Sugar tax ‘dismay’: Philippines senate highlights failure of revenue payout to sugar industry

By Pearly Neo

- Last updated on GMT

The Philippines Senate House Committee on Ways and Means expressed ‘dismay’ over the payout of sugar taxes under the Tax Reform for Acceleration and Inclusion (TRAIN) Act to the ‘intended beneficiaries’ within the sugar industry, particularly sugar farmers. ©Getty Images
The Philippines Senate House Committee on Ways and Means expressed ‘dismay’ over the payout of sugar taxes under the Tax Reform for Acceleration and Inclusion (TRAIN) Act to the ‘intended beneficiaries’ within the sugar industry, particularly sugar farmers. ©Getty Images

Related tags Philippines sugar tax

The Philippines Senate House Committee on Ways and Means expressed ‘dismay’ over the payout of sugar taxes under the Tax Reform for Acceleration and Inclusion (TRAIN) Act to the ‘intended beneficiaries’ within the sugar industry, particularly sugar farmers.
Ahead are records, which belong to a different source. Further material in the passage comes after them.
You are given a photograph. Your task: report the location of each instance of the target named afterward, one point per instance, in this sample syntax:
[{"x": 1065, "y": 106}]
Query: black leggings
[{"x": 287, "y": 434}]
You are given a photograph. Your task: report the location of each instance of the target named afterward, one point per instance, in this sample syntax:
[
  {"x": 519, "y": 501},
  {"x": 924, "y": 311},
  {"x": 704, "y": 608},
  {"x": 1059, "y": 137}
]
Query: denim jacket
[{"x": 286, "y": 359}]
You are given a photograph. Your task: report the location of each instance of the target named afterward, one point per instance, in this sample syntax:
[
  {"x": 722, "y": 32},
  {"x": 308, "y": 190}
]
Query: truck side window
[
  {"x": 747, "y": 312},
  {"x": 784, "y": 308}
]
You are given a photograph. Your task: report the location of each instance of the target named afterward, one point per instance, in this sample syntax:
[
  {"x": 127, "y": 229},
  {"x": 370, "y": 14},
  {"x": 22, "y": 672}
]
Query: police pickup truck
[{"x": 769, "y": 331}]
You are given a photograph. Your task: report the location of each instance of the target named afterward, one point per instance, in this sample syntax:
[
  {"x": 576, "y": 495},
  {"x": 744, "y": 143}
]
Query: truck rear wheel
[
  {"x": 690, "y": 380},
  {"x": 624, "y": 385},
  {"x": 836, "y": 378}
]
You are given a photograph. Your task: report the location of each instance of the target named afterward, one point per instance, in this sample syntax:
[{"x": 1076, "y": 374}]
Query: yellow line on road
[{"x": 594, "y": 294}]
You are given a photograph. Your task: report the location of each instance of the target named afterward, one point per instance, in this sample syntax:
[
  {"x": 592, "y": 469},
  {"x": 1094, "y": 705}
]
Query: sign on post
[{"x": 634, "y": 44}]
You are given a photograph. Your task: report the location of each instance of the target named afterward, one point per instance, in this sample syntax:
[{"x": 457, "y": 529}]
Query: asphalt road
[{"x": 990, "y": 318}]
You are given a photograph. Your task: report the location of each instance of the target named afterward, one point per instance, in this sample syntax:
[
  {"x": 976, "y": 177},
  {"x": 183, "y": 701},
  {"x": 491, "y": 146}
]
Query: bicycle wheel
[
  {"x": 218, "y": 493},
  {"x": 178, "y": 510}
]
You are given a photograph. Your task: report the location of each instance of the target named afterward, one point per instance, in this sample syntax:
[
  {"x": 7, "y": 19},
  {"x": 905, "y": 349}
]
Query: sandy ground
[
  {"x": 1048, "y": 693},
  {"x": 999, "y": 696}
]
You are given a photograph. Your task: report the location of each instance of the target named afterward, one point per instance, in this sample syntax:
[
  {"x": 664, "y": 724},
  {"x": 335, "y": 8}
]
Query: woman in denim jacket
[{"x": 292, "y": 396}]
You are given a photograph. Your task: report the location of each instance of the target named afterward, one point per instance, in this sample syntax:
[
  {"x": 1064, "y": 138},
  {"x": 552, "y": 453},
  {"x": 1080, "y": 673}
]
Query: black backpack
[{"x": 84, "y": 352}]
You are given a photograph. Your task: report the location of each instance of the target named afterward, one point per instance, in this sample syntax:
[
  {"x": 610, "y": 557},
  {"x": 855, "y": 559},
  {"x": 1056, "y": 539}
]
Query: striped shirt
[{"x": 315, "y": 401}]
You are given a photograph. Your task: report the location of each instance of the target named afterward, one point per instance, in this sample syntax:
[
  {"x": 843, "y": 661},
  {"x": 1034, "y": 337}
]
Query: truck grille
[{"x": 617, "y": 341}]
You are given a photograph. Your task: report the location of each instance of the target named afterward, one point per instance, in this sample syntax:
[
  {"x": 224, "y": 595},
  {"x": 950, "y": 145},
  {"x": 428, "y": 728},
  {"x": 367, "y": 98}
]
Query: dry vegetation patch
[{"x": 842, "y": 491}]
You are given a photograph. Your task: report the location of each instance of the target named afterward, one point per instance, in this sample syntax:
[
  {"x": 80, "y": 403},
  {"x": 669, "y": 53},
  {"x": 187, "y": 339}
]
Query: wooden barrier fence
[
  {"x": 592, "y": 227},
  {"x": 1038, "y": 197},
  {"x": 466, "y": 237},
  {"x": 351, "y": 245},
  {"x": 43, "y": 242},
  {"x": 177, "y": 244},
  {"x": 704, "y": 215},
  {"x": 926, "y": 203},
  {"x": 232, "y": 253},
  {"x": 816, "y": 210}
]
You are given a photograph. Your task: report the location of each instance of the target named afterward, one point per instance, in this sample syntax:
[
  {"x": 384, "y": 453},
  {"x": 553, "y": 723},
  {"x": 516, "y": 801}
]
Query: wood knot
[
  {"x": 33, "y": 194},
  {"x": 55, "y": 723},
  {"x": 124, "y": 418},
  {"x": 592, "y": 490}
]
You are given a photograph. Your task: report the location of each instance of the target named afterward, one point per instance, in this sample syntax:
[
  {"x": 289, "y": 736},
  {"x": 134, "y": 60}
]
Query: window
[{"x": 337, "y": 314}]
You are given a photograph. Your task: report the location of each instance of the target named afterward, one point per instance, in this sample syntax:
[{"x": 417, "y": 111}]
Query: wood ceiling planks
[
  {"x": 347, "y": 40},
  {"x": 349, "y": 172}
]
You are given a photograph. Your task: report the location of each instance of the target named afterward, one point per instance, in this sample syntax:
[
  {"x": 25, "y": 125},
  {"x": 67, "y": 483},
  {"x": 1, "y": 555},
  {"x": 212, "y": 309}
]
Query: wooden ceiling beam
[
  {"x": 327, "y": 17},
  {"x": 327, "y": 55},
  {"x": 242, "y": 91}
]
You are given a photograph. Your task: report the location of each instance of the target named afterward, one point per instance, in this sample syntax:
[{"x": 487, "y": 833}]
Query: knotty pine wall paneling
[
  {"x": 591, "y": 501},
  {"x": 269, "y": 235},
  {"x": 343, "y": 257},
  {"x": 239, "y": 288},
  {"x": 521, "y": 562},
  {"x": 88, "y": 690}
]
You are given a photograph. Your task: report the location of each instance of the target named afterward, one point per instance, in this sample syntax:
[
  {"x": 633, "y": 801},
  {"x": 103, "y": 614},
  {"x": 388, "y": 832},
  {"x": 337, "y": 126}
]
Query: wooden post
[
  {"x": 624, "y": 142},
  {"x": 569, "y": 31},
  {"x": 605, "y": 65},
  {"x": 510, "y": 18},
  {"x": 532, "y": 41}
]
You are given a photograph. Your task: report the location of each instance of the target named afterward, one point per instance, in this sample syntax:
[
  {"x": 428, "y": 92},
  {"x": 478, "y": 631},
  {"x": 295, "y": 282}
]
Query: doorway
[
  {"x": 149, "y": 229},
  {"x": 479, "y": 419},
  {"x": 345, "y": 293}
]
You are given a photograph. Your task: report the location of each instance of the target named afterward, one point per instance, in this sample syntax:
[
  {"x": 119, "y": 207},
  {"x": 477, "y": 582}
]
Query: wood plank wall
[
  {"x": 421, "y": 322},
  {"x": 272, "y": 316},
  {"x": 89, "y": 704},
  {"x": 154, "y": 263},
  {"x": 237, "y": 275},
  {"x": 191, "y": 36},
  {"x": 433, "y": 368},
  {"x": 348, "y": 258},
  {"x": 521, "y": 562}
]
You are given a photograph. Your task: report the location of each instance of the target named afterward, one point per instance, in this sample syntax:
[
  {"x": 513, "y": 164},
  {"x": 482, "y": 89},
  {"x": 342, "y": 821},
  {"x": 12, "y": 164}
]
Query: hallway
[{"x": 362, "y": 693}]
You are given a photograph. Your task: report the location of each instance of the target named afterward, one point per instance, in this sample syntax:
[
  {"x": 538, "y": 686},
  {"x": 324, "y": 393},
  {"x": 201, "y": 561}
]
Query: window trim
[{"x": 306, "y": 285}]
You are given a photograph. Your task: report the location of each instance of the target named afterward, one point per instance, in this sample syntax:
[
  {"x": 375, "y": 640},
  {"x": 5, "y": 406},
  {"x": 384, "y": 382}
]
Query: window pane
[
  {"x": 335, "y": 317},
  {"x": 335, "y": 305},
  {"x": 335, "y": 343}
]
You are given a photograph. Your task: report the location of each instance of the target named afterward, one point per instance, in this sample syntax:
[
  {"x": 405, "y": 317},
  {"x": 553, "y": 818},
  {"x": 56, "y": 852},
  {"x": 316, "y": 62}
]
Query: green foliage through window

According to the official Committee Daily Bulletin document on the Philippines Congress website, the committee was chaired by Representative Joey Salceda, and discussions included the funds received from sugar taxes implemented as part of the TRAIN law.

Updates were presented by the Department of Budget and Management (DBM), the Department of Health (DOH) and the Philippine Health Insurance Corporation (PhilHealth).

In response to queries from Salceda with regard to the sugar-sweetened beverages (SSB) tax revenues, DOF Undersecretary Teresa Habitan revealed that these had not yet been given out as of yet.

“Revenues collected from the excise tax on SSB have reached P26.6bn (US$512.8mn) in 2018 and P14.9bn (US$287.2mn) from January to June 2019. However, these were not yet fully distributed to the intended beneficiaries,”​ she told the committee.

Representative Joseph Paduano added that it was stated in law that a proportion these revenues needed to be passed to the sugar industry.

“15% of the incremental revenues collected from SSB should be allocated to the sugar industry as provided for under the joint memorandum circular between the DOF, DBM and the Department of Social Welfare and Development (DSWD) which was signed last August 31, 2018,”​ he said.

Salceda added that the tax revenues were ‘essential’ ​to cushion the impact that implementation of the TRAIN would bring to the sugar sector, saying that although farmers were ‘one of the biggest contributors’​ to TRAIN and were supposed to be one of the main beneficiaries, ‘they were not funded at all’​.

FDA unable to determine sugar content in drinks

In addition, Committee Vice Chairperson Estrellita Suansing called out government agencies for their supposedly slipshod handling of their duties in implementing the sugar taxes.

According to Manilla Bulletin​, she told the committee that: “I am so disappointed [because] the projected revenue for this is PHP52bn (US$1bn) per year, but in the implementation, there is a problem. There is a problem in the registration of companies in the FDA (Food and Drug Administration).”

A major issue that was highlighted was the FDA’s failure to determine whether food and beverage companies were using local sugar or high-fructose corn syrup (HFCS) in their drinks production, as registration for the products and companies was currently being done online without checks conducted.

The former would incur a tax of PHP6 (US$0.12) per litre under TRAIN, whereas the latter should be taxed PHP12 (US$0.23).

The FDA had also admitted this, saying that more equipment was needed before they could take further action.

“For determining if it is a high fructose corn syrup, there is a need for FDA to purchase or procure equipment like detectors and [with] Higher Performance Liquid Chromotography (HPLC),”​ FDA Director Marilyn Pagayunan said to the committee.

“We are trying to determine those manufacturers who are lying.”